Selbstverständlich ließ der Verlag alle diese Dateien per DMCA-Take Down Notice entfernen. Dies führte dazu, dass Medien international berichteten, ein prominenter Pirat handle in Widerspruch zu den Werten der Partei. Im Programm heißt es immerhin: „Daher fordern wir, das nichtkommerzielle Kopieren, Zugänglichmachen, Speichern und Nutzen von Werken nicht nur zu legalisieren, sondern explizit zu fördern, um die allgemeine Verfügbarkeit von Information, Wissen und Kultur zu verbessern, denn dies stellt eine essentielle Grundvoraussetzung für die soziale, technische und wirtschaftliche Weiterentwicklung unserer Gesellschaft dar.“
In einem Blog wurde die Vermutung aufgestellt, 100.000 € seien keine große Summe für die »Content-Mafia«, um die Partei lahm zu legen. Wenn ein bekanntes Mitglied der Piraten einen Vertrag unterschreibt, der es ermöglicht, die Werte der Partei in ihrem Namen anzugreifen, wird das mit Sicherheit dem Ansehen der Partei als Ganze schaden.

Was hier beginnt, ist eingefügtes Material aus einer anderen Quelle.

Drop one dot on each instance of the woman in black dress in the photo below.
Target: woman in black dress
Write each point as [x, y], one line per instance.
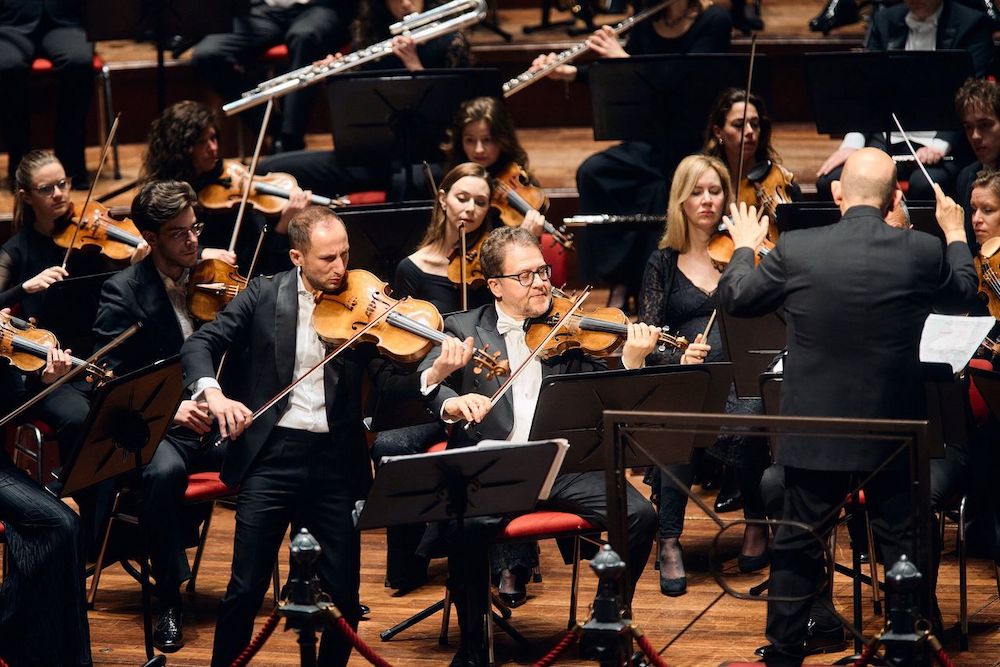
[678, 291]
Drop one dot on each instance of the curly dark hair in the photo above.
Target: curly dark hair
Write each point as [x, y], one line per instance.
[717, 118]
[373, 21]
[495, 114]
[172, 137]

Was die Situation zusätzlich verschärft ist die Tatsache, dass die Funktionsträger der Piratenpartei bislang kein Statement zu der Angelegenheit zu ihrer und/oder Julias Position herausgaben. Auf Nachfrage wurde mitgeteilt: „Die Diskussion um die Veröffentlichung des Buches „Klick mich“ zeigt in eindrucksvoller Weise die Notwendigkeit auf, über neue Lösungen im Urheberrecht nachzudenken. Das hilflose Agieren des Verlages „Random House“ bei der Begegnung von geleakten Versionen im Netz offenbart den Kontrollverlust, den Verlage und Verwerter angesichts der Realien des Informationszeitalters erleiden. Es ist jetzt an der Zeit, über
Reformen des Urheberrechts zu diskutieren. Ein besseres Beispiel hätte uns Julia Schramm mit der Veröffentlichung ihres Werkes nicht liefern können.“
Ob diese halboffizielle Stellungnahme ausreicht um die Medien und die aufgebrachten Piraten selbst zu beruhigen darf bezweifelt werden; Rücktrittsforderungen wurden bereits ausgesprochen. Ein starkes Statement von Julia, dass ihr Vorgehen und die Situation mit ihrem Verlag erklärt, könnte helfen. Ihre Antworten auf unsere Fragen stehen noch aus und werden hier nachgereicht, sobald sie eintreffen.